Dapagliflozin was authorized for medical use in the European Union in November 2012. It is sold in a number of European countries.

Dapagliflozin was approved for medical use in the United States in January 2014.

In 2020, the US FDA expanded the indications for dapagliflozin to include treatment for adults with heart failure with reduced ejection fraction to reduce the risk of cardiovascular death and hospitalization for heart failure. It is the first in this particular drug class, sodium-glucose co-transporter 2 inhibitors, to be approved to treat adults with New York Heart Association's functional class II-IV heart failure with reduced ejection fraction.

In the DAPA‑HF clinical trial, when dapagliflozin was added to standard therapy in adults with symptomatic heart failure and reduced ejection fraction, the risk of worsening heart failure or cardiovascular death was reduced.
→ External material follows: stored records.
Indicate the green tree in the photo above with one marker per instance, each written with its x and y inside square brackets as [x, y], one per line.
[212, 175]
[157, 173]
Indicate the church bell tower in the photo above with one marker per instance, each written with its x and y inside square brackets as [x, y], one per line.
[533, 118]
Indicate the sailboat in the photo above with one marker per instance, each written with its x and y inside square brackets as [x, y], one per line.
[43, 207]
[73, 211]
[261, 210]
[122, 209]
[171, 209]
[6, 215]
It also reduced the risk of death from any cause (approximately 17% lower risk) compared with placebo over an average of about 18 months. In DECLARE‑TIMI 58, a clinical trial which included adults with type 2 diabetes and cardiovascular risk, dapagliflozin reduced heart failure hospitalisations and improved the combined outcome of death from a heart related cause or heart failure hospitalisation. However, dapagliflozin did not reduce the overall number of deaths from any cause compared with placebo when all participants were considered together.

The safety and effectiveness of dapagliflozin were evaluated in a randomized, double-blind, placebo-controlled study of 4,744 participants. The average age of participants was 66 years and more participants were male (77%) than female. To determine the drug's effectiveness, investigators examined the occurrence of cardiovascular death, hospitalization for heart failure, and urgent heart failure visits. Participants were randomly assigned to receive a once-daily dose of either 10 mg of dapagliflozin or a placebo (inactive treatment). After about 18 months, people who received dapagliflozin had fewer cardiovascular deaths, hospitalizations for heart failure, and urgent heart-failure visits than those receiving the placebo.
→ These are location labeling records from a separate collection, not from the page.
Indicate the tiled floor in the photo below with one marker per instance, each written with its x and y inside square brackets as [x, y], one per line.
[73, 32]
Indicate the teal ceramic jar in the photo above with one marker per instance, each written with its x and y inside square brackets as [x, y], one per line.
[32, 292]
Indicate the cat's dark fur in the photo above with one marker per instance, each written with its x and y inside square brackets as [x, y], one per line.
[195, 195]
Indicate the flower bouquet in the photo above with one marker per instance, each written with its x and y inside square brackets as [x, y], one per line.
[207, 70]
In July 2020, the FDA granted AstraZeneca a Fast Track Designation in the US for the development of dapagliflozin to reduce the risk of hospitalization for heart failure or cardiovascular death in adults following a heart attack.
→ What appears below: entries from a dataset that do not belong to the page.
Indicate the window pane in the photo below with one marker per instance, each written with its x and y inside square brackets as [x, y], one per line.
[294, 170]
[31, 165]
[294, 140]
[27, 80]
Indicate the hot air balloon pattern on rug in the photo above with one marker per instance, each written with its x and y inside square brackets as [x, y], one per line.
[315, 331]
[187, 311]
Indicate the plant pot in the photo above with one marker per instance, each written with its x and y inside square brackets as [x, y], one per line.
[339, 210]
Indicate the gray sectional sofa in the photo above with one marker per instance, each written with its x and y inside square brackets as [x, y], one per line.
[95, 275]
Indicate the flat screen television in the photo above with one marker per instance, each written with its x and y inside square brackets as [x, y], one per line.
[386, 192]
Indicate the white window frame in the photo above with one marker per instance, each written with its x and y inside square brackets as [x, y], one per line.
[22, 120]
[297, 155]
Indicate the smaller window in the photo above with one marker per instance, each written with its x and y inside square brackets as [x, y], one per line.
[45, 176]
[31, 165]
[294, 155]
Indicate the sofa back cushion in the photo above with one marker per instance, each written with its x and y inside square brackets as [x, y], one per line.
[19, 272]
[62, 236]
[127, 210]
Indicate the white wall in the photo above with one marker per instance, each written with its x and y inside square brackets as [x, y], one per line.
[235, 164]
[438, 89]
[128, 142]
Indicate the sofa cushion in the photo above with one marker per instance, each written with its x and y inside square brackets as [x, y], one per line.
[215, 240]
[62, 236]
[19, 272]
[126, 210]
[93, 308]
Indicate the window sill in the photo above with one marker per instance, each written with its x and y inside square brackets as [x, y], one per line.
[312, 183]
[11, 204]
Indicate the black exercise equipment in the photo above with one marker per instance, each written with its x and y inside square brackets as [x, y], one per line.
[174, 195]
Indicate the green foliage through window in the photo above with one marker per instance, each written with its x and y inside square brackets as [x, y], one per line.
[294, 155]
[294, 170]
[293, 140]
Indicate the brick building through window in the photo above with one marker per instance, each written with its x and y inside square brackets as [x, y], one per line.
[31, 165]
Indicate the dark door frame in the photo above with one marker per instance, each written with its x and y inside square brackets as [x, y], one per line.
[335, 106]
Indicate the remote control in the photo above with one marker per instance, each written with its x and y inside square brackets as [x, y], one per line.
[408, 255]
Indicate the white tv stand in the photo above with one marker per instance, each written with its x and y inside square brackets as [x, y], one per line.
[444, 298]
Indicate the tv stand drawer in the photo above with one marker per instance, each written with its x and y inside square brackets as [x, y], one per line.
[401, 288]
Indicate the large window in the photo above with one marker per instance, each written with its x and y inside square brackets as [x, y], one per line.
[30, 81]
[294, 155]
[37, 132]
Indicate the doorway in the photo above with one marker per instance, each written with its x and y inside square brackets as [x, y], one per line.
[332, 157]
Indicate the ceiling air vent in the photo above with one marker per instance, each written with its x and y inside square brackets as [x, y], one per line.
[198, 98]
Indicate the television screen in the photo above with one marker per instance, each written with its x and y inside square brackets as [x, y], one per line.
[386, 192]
In August 2020, detailed results from the Phase III DAPA-CKD trial reportedly showed that dapagliflozin on top of standard of care reduced the composite measure of worsening of renal function or risk of cardiovascular or renal death by 39% compared to placebo (p<0.0001) in patients with chronic kidney disease stages 2–4 and elevated urinary albumin excretion. The results were consistent in patients both with and without type 2 diabetes.

In April 2021, the FDA expanded the indications for dapagliflozin to include reducing the risk of kidney function decline, kidney failure, cardiovascular death, and hospitalization for heart failure in adults with chronic kidney disease who are at risk of disease progression. The efficacy of dapagliflozin to improve kidney outcomes and reduce cardiovascular death in people with chronic kidney disease was evaluated in a multicenter, double-blind study of 4,304 participants.

In February 2023, the EU authorized dapagliflozin for extended use to cover heart failure patients across the full spectrum of left ventricular ejection fraction (LVEF), including those with mildly reduced and preserved ejection fraction.

== Society and culture ==
=== Legal status ===
A generic version of dapagliflozin was approved by the US FDA in February 2022, but cannot be sold until October 2025. A generic version was approved in Canada in May 2023.

In January 2023, the CHMP of the EMA adopted a positive opinion, recommending the granting of a marketing authorization for a generic version of Forxiga, which has been authorized in the EU since November 2012. Dapagliflozin Viatris was authorized for medical use in the European Union in March 2023.

== Research ==

A systematic review concluded that dapagliflozin reduced heart failure hospitalization, cardiovascular death, and all-cause mortality in people with HFrEF and diabetes.